On Wednesday, U.S. Rep. Joe Barton, R-Ennis, presented legislation to reform Medicaid by coordinating care for children who suffer from medically complex diseases but are not located near major pediatric centers.
Present as the House heard the legislation was 7-year-old Emmy Kaighan and her family. The Plano girl suffers from acute disseminated encephalomyelitis, a disease that aggressively targeted her brain tissue. When she was 3-years-old, she woke up one morning unable to walk or talk.
She was taken to Children’s Medical Center and placed in a medically induced coma for 31 days. She had the benefit of a coordinated care system at Children’s. Thousands of other children who are diagnosed with rare disorders don’t have that luxury; they’re not located near top pediatric centers. And they often receive care through Medicaid at facilities either out of state or far from home.
And so, according to CMS data, these patients represent less than 10 percent of all children enrolled in Medicaid but account for 40 percent of all its pediatric spending. The proposal, according to Children’s spokeswoman Meagan Abendaschein, could save the government $13 billion over the next 10 years.

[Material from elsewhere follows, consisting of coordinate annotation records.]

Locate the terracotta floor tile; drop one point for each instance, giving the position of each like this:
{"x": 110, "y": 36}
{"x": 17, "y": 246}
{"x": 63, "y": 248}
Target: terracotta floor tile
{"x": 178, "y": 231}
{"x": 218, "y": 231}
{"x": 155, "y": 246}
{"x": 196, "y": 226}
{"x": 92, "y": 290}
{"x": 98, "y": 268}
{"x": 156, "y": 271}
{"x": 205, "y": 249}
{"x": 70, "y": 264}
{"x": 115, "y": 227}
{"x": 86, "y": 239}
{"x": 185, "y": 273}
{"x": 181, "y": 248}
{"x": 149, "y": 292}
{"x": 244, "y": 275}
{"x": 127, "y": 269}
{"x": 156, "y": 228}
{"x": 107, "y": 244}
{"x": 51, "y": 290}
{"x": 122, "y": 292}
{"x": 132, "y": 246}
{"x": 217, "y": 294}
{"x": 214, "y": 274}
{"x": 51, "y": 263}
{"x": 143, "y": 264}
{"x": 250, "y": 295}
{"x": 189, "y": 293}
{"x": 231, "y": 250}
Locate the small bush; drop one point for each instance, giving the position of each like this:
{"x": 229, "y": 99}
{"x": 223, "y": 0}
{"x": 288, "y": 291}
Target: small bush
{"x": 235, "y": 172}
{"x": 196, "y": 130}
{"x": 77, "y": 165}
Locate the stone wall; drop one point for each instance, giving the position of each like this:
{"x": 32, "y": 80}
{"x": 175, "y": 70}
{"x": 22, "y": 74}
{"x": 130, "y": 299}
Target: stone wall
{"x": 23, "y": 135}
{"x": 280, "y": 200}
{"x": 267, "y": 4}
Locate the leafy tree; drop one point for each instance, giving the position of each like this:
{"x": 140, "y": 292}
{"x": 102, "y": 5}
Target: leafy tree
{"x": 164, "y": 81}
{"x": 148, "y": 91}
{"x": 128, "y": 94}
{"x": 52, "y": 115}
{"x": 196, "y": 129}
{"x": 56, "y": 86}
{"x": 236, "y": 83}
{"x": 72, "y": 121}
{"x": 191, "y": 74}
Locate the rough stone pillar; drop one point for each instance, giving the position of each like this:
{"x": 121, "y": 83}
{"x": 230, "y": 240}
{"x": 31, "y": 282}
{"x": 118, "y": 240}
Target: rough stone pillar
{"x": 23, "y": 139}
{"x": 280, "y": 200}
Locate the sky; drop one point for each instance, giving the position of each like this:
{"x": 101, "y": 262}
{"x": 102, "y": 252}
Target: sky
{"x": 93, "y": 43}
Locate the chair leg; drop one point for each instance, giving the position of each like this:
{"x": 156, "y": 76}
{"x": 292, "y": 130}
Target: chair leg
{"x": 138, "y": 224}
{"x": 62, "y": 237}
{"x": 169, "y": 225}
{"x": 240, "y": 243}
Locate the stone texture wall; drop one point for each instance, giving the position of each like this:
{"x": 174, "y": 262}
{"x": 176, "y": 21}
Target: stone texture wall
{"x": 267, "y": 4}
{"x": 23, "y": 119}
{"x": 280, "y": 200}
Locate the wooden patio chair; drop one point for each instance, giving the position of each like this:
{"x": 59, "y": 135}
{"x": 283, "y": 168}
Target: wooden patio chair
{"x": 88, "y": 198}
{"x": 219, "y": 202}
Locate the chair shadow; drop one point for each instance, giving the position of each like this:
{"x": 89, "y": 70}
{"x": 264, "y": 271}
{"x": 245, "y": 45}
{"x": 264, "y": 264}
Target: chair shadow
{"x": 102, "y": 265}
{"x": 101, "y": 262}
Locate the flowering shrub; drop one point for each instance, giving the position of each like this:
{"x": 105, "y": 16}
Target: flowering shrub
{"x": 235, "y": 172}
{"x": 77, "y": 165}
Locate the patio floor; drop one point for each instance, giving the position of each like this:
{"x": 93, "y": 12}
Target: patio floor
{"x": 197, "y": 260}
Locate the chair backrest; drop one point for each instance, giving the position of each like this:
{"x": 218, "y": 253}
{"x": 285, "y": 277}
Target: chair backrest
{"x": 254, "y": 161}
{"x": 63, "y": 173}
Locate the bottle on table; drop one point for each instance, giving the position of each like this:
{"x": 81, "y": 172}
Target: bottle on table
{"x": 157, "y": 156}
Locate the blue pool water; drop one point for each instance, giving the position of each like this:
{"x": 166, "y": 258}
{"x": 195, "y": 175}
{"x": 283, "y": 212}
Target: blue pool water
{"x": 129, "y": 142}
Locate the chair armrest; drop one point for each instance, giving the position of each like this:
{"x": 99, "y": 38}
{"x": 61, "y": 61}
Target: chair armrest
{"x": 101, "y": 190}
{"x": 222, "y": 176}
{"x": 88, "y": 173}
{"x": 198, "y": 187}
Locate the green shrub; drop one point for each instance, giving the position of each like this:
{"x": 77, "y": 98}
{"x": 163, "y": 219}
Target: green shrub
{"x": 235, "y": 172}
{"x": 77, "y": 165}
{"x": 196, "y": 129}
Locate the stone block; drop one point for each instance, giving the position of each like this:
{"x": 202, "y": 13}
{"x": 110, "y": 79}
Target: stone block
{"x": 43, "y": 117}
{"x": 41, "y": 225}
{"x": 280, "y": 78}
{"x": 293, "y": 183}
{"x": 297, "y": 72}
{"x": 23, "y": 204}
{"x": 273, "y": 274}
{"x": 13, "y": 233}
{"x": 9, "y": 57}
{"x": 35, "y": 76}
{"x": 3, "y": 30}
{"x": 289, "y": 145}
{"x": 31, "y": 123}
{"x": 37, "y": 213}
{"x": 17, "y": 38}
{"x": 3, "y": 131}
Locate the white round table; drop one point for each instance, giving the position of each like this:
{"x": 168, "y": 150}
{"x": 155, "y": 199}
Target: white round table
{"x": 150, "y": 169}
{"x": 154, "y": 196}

“Children with complex medical conditions require a unique coordinated health care delivery system. Unfortunately, the current Medicaid system doesn’t support the model that we know is best for our patients,” said Children’s CEO Christopher J. Durovich in a statement “At Children’s Medical Center, we already provide care coordination for complex medical needs and we believe it is time for Medicaid’s delivery system to catch up to our advances.”
The ACE Kids Act of 2014 would create networks that follow a set of national standards that ensure the children receive the same type and quality of care no matter where they are treated. Emmy, meanwhile, got to meet Reps. Bill Flores, R- Bryan; Michael Burgess, R-Lewisville; Pete Sessions, R-Dallas; Sam Johnson, R-Richardson; and Ralph Hall, R-Rockwall.
“Congressman Barton’s legislation will improve the care that these children receive and reduce costs at the state and federal levels. I applaud his efforts to ensure that children with complex health needs receive the first-rate care they deserve, in the most efficient and child-focused means, regardless of where they live,” Durovich continued.